Monday, November 30, 2009
When Love Makes You Miserable
For a few months I was in love with somebody. I'm not sure why, or if I was really in love with that person, or if he was even the person I thought he was. Now that I've stepped back from this situation, I realize that I didn't know him at all. He didn't want me to know him.
He played games, he kept me at arm's length at all times, and he had never stopped loving his ex. Needless to say, I was miserable. I had so much love to give, and yet he wasn't the one to give it to. He didn't deserve it anyway.
The last time I saw him, he mistreated me, and it broke my heart, because I had always been so good to him when he was at his lowest point. Sometimes loving somebody hurts, and I stopped loving him to finally make the pain go away. And it did.
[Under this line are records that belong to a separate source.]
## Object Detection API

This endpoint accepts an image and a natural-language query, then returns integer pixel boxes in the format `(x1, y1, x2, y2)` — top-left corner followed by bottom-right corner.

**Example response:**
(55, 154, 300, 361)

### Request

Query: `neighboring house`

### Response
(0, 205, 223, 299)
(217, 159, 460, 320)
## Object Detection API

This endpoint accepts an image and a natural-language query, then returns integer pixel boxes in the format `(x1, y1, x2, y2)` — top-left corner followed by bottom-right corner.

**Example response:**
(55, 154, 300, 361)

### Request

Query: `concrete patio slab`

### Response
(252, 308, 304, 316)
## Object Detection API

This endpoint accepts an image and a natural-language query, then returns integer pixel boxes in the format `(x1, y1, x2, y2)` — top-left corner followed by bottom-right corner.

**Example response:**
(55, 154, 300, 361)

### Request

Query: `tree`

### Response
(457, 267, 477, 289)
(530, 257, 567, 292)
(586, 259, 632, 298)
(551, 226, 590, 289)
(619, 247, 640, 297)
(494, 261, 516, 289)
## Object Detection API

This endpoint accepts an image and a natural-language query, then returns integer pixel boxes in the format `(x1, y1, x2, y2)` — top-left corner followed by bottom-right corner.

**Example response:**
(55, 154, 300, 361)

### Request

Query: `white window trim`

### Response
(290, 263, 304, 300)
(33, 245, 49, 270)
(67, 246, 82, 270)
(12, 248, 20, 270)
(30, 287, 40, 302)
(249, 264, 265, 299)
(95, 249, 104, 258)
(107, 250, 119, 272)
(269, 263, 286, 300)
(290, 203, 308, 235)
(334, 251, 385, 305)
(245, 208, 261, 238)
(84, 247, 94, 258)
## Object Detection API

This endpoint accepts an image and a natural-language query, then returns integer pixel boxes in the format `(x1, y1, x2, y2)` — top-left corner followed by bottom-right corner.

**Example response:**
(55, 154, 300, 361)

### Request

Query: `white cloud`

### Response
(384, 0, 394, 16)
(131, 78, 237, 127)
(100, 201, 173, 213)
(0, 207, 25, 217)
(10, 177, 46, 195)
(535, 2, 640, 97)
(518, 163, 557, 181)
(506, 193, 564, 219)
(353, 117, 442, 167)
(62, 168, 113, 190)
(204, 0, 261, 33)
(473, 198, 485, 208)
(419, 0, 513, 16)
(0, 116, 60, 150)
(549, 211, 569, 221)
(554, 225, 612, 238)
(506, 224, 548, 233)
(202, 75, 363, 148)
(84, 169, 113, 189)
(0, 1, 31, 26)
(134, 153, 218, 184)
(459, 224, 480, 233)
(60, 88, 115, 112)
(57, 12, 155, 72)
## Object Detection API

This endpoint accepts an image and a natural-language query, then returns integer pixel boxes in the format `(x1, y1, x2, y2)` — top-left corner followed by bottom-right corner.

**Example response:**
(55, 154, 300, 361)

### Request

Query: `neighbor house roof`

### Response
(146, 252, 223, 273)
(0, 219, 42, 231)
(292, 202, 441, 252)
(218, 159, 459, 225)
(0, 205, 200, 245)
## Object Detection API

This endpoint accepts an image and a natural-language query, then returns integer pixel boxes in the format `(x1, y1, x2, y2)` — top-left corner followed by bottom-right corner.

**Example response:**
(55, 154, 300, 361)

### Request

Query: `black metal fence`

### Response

Model Featured: Tom Stapledon
Sunday, November 22, 2009
I'm Back, Bitches
Yikes, it's been a while since I've posted. The last four months have been anything but enjoyable for me. I got caught up in a bad situation involving a guy I really liked, and I will definitely write about it soon. I'm out of it now and stronger than ever. I'm going to chalk it up to another learning experience. I should've known better, and I should've never got involved knowing the situation, but I did. Sometimes you can't see the forest through the trees.
Anyway I'm glad to be back, and I promise to start posting more. I have a lot to say. These past few months have taught me some very hard lessons. It's a new day, and I'm feeling good: out of the darkness and into the light.